The Air chapter is all about climate change. Mann spends most of the section discussing the history of atmospheric science, from Jean-Baptiste-Joseph Fourier's theories of thermostatic equilibrium, to John Tyndall, Svante Arrhenius, and Guy Callendar's discoveries of how powerful of a warming agent carbon dioxide is. I've always had a deep respect for how difficult it is to build working models of anything, and so I appreciated Mann's explication of the intellectual work it took to go from learning that the composition of the air matters to the IPCC's current efforts to build climate models that will actually tell us something useful and accurate. Of course, the science is meaningless if we ignore it, so there's some discussion of how hard it is for humans to make rational decisions in the present about hypothetical future people. It's not worth saying much about climate change deniers, who at this point aren't going to be convinced by any quantity of graphs and charts. There's simple greed and ignorance, of course, but as efforts to address climate change have shifted from specific problems like sulfuric acid rain destroying forests or CFC's destruction of the ozone layer to more abstract issues like general carbon dioxide levels, it's become harder for even well-intentioned people to decide what to do. 
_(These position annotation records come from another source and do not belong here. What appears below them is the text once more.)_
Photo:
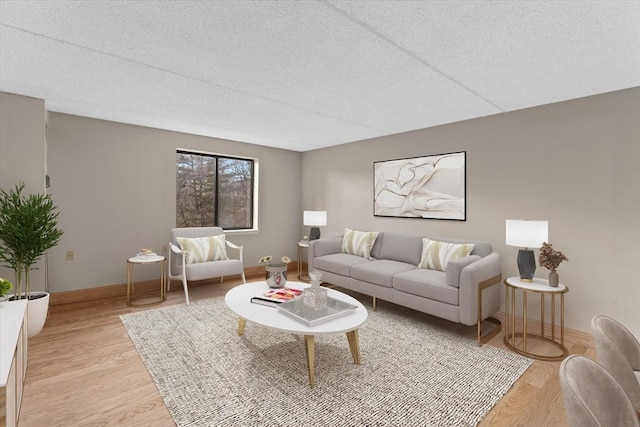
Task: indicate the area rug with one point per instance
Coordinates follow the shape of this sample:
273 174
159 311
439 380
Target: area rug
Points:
411 373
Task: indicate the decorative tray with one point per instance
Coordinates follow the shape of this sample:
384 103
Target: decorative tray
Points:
310 316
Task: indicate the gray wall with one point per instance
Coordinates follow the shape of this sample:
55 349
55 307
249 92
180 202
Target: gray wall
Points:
115 185
575 164
22 157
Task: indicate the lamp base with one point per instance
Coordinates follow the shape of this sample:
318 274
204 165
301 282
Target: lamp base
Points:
314 233
526 264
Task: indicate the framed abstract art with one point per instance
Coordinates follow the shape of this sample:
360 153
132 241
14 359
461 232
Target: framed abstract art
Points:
432 187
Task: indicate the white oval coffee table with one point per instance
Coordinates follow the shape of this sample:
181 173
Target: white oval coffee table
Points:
238 300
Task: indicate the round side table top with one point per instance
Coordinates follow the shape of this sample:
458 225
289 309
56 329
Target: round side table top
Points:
536 285
144 259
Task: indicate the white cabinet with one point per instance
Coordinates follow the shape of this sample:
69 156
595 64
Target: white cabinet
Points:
13 359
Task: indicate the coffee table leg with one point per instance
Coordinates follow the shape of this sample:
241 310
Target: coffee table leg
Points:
309 346
241 324
354 345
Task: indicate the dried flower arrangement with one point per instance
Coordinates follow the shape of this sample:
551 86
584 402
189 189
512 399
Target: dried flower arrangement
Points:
550 258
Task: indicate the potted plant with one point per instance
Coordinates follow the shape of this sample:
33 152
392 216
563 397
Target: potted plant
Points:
28 228
550 259
5 287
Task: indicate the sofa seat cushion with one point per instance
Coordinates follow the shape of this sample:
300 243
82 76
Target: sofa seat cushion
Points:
379 272
338 263
426 283
207 270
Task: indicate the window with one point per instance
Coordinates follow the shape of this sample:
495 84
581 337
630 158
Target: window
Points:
214 190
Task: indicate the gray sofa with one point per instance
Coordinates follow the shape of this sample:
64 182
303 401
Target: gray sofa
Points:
393 275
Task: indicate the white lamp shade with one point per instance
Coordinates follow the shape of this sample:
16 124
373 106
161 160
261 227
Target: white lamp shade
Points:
315 218
526 233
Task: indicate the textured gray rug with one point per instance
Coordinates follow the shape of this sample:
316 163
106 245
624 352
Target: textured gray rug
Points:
412 374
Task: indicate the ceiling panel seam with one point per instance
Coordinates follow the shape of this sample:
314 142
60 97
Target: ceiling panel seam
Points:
208 82
411 54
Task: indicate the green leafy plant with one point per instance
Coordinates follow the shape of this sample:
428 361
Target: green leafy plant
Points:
28 228
5 286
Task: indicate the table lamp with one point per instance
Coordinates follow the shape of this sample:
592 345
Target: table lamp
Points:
526 234
314 219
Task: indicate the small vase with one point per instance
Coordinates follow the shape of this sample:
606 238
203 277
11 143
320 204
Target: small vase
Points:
553 279
276 275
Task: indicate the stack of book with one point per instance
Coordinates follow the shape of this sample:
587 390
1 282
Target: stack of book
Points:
275 297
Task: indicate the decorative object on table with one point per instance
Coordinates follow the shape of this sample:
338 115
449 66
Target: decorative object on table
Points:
275 297
5 287
431 187
311 316
28 229
315 296
551 259
314 219
275 274
527 234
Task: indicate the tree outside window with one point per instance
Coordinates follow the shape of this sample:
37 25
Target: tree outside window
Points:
213 190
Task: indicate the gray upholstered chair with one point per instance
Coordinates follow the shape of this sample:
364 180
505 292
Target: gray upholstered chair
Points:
181 269
592 397
619 352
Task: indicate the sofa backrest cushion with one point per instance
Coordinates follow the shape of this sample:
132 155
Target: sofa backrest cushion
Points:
480 248
437 254
408 248
358 243
398 247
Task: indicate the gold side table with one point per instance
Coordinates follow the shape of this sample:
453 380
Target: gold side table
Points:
302 244
539 286
146 259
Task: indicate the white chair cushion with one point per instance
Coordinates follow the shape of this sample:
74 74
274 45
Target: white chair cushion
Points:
204 249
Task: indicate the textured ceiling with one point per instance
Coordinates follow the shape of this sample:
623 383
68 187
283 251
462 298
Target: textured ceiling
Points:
301 75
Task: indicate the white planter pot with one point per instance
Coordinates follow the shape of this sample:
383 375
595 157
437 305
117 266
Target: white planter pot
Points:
37 310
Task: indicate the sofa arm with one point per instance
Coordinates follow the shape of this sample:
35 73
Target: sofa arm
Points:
323 246
455 267
486 270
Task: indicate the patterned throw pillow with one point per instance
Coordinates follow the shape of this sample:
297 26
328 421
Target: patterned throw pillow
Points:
202 249
436 255
358 242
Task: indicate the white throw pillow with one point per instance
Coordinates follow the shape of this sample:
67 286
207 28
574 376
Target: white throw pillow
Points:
203 249
436 255
358 242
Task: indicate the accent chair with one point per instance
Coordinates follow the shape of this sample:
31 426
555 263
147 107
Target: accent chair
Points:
200 254
592 396
619 352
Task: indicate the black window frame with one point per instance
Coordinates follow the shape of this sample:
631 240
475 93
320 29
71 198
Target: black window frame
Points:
216 208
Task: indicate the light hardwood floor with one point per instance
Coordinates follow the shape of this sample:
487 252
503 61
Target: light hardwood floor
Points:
84 371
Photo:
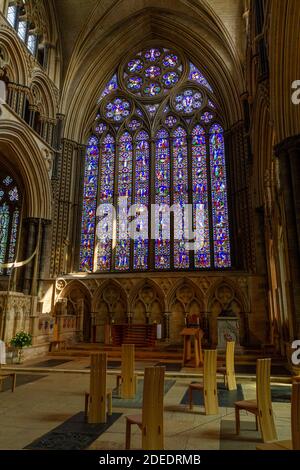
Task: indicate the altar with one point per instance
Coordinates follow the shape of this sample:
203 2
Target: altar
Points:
228 330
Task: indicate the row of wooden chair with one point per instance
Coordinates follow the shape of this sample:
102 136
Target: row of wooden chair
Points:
150 421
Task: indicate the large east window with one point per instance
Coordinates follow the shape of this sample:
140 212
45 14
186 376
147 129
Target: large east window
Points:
157 140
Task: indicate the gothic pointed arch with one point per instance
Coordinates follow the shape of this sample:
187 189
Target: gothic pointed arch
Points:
158 139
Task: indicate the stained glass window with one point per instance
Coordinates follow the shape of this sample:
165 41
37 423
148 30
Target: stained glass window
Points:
9 220
15 16
106 222
155 187
125 150
219 198
141 199
180 197
162 199
89 205
200 196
A classic formulation of this dilemma is "if building coal plants is necessary for China to industrialize and therefore reduce poverty, is it moral to tell them to industrialize more slowly by using renewables instead, since the poor people are alive right now but most of the people who will suffer the consequences of climate change haven't been born yet?" If you're pondering the exact relations among economic growth, environmental destruction, and planetary limits, it's not obvious you'd start with limiting China's development as opposed to, say, here in the US. Mann visits China and points out that industrialization brings costs right now via air pollution, but even if you agreed that there's got to be a better way, it's not like even fairly stodgy solutions like carbon capture are uncontroversial, and geoengineering proposals range from wackier options like dumping sulfur dioxide in the stratosphere to more plausible ones like Dune-style tree planting in the Sahara and the Outback. Shifting to renewables would bring vast new costs as well, and he relates a funny example of how difficult it would be to completely replace fossil fuels in the US:

Altogether, the Jacobson-Delucchi team estimated, the United States would need to build:

  • 328,000 new onshore 5-megawatt (MW) wind turbines (providing 30.9 percent of U.S. energy for all purposes)
  • 156,200 offshore 5-MW wind turbines (19.1 percent)
  • 46,480 50-MW new utility-scale solar photovoltaic power plants (30.7 percent)
  • 2,273 100-MW utility-scale concentrated solar power (i.e., Mouchot-style solar mirror) power plants (7.3 percent)
  • 75.2 million 5-kilowatt (kW) home rooftop photovoltaic systems (3.98 percent)
  • 2.75 million 100-kW commercial/government rooftop systems (3.2 percent)
  • 208,100 1-MW geothermal plants (1.23 percent)
  • 36,050 0.75-MW devices that harness wave power (0.37 percent)
  • 8,800 1-MW tidal turbines (0.14 percent)
  • 3 new hydroelectric power plants (all in Alaska, 3.01 percent)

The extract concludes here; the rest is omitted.